Wow, did I ever have a busy day yesterday. Tons of work here at the office, followed by a couple hours running errands for family before finally getting home in time to cook dinner at 8 p.m. I didn’t even have time to finish reading yesterday’s new comics, but we’ll try to remedy that over the weekend.

Here’s what I’ve gotten to read so far…


The Spirit #8

If you’re not familiar with the Spirit yet, here’s the general summary. The Spirit is a guy in a suit, fedora, and domino mask who runs around fighting crime in the best pulp tradition. He has no powers, other than his ability to get repeatedly and entertainingly beaten up. He was created by Will Eisner, who is generally considered one of the best artists and the very best storyteller who’s ever worked in the comics biz. This is a new series, written and drawn by Darwyn Cooke, who is generally considered to rock the house.

In this issue, the Spirit and superspy Agent Satin are locked in an old water tower with a nuclear bomb. Satin could disarm it easily… but she’s got amnesia. With just 30 minutes left before the bomb explodes, can the Spirit get Satin to recover her memory in time?

Verdict: Thumbs up. Darwyn Cooke is the reigning King of All Awesomeness. If you’re not reading this comic every month, you’re missing out on a guaranteed pure 5000cc megadose of pure unfiltered AWESOME. Go pick it up.
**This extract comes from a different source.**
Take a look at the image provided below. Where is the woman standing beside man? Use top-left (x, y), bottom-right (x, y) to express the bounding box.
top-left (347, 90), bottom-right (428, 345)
Marvel Adventures: Giant-Size Avengers

An extra-sized one-shot of the best all-ages comic produced by Marvel, thanks to Jeff Parker’s ability to write outstanding action and hilarious dialogue. This issue combines teams up the Avengers with the Agents of Atlas, a team of Avengers surrogates who had their glory days during the Golden Age — Parker wrote a wonderful miniseries starring the Agents of Atlas last year.

Anyway, Kang the Conqueror, a time-traveling despot, attacks in this issue, first sending a wave of dinosaurs against the Avengers and later manipulating the Agents into reviving Captain America in the mid-50s instead of the present. As a result, Captain America becomes president and, tricked into thinking that Kang is a great hero, he signs the whole world over to him. Can Storm, Wolverine, and Spider-Man make it through Kang’s timegates to convince the Agents to let Cap remain frozen in the Arctic?

On top of all that, readers are treated to reprints of Golden Age comics starring Namor, Namora, and Venus.

Verdict: Thumbs up. The story is a joy from beginning to end. Kang’s plot is unusually subtle and clever, and his personality is a lot more interesting than is normally portrayed. It’s great to see the Agents of Atlas again, too. Gorilla-Man is hilarious, and I’d love to see him and the rest of the Agents in an ongoing series. Even the reprints at the end are fun — they’re kid-friendly without being simple-minded. My only disappointment is that there’s no appearance by the Hulk.


Countdown #41

Trickster and Piper fall out of a plane but survive. Mary Marvel is targeted by evil forces. Jimmy Olsen is wearing spandex under his clothes. Donna Troy, Jason Todd, the Atom, and the Monitor (now called “Bob”) shrink down to —

To heck with it.

Nothing happens. Everyone just marks time for another issue, waiting for whenever someone decides to start writing a real story instead of these pointless, meandering vignettes.

I’m done with this one. At its very, very best, it’s been only mediocre. “Countdown” is a symptom of everything that’s gone wrong with DC, and I’m not going to waste my time or money on it any longer.

That’s all for now. More reviews this weekend, I promise.